During the NBA Finals, Rey Moralde of The No Look Pass will be contributing to Project Spurs during the San Antonio Spurs' chase for title number five.
The Finals between the San Antonio Spurs against the Miami Heat should be a real good one. It has that "old guard" against "new guard" feel, even though this is the first time the Spurs have been in the championship round since 2007, this core has been winning titles since 2003 (since 1999 with just Tim Duncan). Miami, of course, is the defending champions.
But, really, who are the X-factors in this series for each team?
SPURS: Tiago Splitter
Splitter is no Roy Hibbert but he's still a big body that clogs up the lane, which Miami had trouble against Indiana. And with Duncan inside as well, Miami will probably attack the Spurs like they did the Pacers in Game 7 of the Eastern Conference Finals.
We know what Duncan can do but he'll probably be pulled out of the key by either Udonis Haslem or Chris Bosh. It is up to Splitter to protect the rim, which was especially showcased against the Memphis Grizzlies.
As for the offense, Splitter has steadily improved over the years and has become a very good roll man in the pick and roll. He has also shown some passing skills that has surprised opponents in the playoffs. Splitter didn't get off to a hot start in the postseason but he was much better in the Grizzlies series, averaging 8.8 points per game. Anything closer to his 10.3 points per game in the regular season would be great for San Antonio.
HEAT: Dwyane Wade
What? But he's one of the "superstars!" Hear me out, though.
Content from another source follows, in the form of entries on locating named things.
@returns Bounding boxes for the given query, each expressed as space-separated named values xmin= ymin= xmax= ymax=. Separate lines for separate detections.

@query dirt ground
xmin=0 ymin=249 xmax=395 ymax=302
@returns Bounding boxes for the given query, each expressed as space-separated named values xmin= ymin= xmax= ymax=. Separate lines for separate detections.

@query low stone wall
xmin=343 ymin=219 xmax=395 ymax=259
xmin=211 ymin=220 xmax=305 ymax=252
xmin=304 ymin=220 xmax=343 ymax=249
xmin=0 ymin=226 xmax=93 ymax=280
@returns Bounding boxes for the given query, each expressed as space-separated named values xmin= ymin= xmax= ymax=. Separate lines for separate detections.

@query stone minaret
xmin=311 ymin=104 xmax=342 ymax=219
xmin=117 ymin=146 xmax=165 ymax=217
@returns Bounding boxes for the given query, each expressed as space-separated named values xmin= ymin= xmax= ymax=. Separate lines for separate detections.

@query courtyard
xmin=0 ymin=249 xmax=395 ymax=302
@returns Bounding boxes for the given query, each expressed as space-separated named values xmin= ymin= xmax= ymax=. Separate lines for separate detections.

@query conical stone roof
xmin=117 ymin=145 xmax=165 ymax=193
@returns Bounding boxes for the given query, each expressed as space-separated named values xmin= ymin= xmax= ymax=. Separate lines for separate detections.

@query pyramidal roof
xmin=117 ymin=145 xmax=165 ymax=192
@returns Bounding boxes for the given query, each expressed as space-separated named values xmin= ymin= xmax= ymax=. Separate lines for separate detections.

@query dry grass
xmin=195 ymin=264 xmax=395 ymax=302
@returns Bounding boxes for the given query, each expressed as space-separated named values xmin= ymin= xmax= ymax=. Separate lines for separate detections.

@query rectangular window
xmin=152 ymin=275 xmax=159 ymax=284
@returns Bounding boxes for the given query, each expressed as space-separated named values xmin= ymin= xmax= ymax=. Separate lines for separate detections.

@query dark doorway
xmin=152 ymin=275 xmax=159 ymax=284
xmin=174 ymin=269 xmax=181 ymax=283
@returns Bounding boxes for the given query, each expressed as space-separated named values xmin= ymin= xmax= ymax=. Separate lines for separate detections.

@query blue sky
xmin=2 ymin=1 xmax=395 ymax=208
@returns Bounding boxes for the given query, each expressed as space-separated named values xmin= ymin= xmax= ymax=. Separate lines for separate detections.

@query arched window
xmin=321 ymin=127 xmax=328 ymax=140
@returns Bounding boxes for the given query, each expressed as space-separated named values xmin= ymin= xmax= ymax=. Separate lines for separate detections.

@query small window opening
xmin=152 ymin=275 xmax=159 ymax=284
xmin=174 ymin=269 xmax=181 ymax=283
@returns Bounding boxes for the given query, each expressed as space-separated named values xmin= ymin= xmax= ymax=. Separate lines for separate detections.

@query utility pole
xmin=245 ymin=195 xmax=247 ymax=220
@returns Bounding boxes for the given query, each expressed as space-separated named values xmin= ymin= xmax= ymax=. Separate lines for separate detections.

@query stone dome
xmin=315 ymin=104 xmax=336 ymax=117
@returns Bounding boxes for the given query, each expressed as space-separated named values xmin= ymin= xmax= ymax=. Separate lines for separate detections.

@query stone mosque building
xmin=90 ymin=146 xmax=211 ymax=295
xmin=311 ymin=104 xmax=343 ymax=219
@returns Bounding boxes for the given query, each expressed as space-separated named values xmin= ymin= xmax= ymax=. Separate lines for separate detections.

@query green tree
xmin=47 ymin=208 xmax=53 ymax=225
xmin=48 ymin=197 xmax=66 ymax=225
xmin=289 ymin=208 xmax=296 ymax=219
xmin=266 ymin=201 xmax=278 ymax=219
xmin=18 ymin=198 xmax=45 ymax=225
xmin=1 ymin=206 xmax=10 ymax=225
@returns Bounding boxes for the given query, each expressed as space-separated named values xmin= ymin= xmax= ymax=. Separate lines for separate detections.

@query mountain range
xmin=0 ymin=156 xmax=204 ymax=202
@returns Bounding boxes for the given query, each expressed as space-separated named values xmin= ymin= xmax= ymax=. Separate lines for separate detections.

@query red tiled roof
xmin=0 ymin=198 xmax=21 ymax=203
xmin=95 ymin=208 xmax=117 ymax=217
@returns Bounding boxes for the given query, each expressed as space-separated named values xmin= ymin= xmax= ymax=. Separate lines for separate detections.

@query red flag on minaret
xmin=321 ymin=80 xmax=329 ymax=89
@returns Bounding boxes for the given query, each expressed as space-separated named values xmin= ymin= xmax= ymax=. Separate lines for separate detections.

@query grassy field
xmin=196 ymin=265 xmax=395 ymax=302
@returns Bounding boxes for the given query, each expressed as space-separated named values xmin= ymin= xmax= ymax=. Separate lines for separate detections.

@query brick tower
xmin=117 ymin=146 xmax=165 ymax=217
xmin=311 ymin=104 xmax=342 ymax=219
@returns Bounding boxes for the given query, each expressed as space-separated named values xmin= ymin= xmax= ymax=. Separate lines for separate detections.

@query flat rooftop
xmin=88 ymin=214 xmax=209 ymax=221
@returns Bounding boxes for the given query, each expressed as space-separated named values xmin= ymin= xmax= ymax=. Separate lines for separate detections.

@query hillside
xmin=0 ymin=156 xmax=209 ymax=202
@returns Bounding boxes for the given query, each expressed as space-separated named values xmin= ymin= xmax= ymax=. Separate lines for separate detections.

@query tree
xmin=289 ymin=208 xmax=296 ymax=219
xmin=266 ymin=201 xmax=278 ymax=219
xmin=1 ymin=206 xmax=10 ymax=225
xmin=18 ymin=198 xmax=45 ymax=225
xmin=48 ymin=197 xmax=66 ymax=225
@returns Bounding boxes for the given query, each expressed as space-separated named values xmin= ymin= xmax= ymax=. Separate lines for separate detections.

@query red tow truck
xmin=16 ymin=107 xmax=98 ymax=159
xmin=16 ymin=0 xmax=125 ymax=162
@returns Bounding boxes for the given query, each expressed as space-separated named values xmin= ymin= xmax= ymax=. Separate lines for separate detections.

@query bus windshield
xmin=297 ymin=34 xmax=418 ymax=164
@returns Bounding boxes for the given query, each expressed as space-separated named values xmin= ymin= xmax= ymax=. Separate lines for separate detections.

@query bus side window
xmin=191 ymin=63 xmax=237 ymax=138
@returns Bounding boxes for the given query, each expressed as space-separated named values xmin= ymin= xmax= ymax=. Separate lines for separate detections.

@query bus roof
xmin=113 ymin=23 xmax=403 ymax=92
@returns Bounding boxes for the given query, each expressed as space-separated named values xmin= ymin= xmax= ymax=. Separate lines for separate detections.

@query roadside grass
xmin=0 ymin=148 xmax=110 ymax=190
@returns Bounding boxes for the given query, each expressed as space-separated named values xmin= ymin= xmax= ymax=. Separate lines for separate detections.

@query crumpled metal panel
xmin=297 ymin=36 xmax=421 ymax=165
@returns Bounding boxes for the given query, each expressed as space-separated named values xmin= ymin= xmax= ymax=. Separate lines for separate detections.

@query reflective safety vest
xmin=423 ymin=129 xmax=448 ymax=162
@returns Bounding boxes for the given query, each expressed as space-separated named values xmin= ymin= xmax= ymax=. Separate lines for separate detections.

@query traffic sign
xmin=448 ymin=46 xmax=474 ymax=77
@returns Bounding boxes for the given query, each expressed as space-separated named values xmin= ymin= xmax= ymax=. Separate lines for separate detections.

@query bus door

Wade is obviously not 100 percent (he's averaging 14.1 PPG in the playoffs, seven points less than the regular season) but either Wade or Bosh has to play well for the Heat to win the series. And I think Wade is more of the X-factor as the Heat have won with Bosh not playing well (Bosh has had four straight games of single digits).
But the 2006 Finals MVP has looked really awful at times with that shaky knee of his. It took a big Game 7 from Wade (21 points and nine rebounds) to beat the Pacers. Yes, it was a blowout but getting Wade started was key for them to set the tone. He had talked about wanting more of a role in the offense and while he received such criticism over that, he's right. LeBron can't do it alone and Wade should be the one stepping up.
Dwyane Wade also has to take care of the ball. Danny Green is a very underrated defender and he can bother perimeter players with the best of 'em. We all know Wade is prone to turnovers, especially with his nasty habit of jump-passing. And with Wade ailing, can he keep track of Green, who is one of the Spurs' deadly three-point shooters. Or are they going to "hide" Wade with Kawhi Leonard, which doesn't sound appealing, either?
I feel Chris Bosh is going to be okay. He should be more comfortable playing against the finesse bigs of the Spurs, as opposed to Indiana's physical play. Wade on the other hand? When he falls down seven times, he'd better get up eight.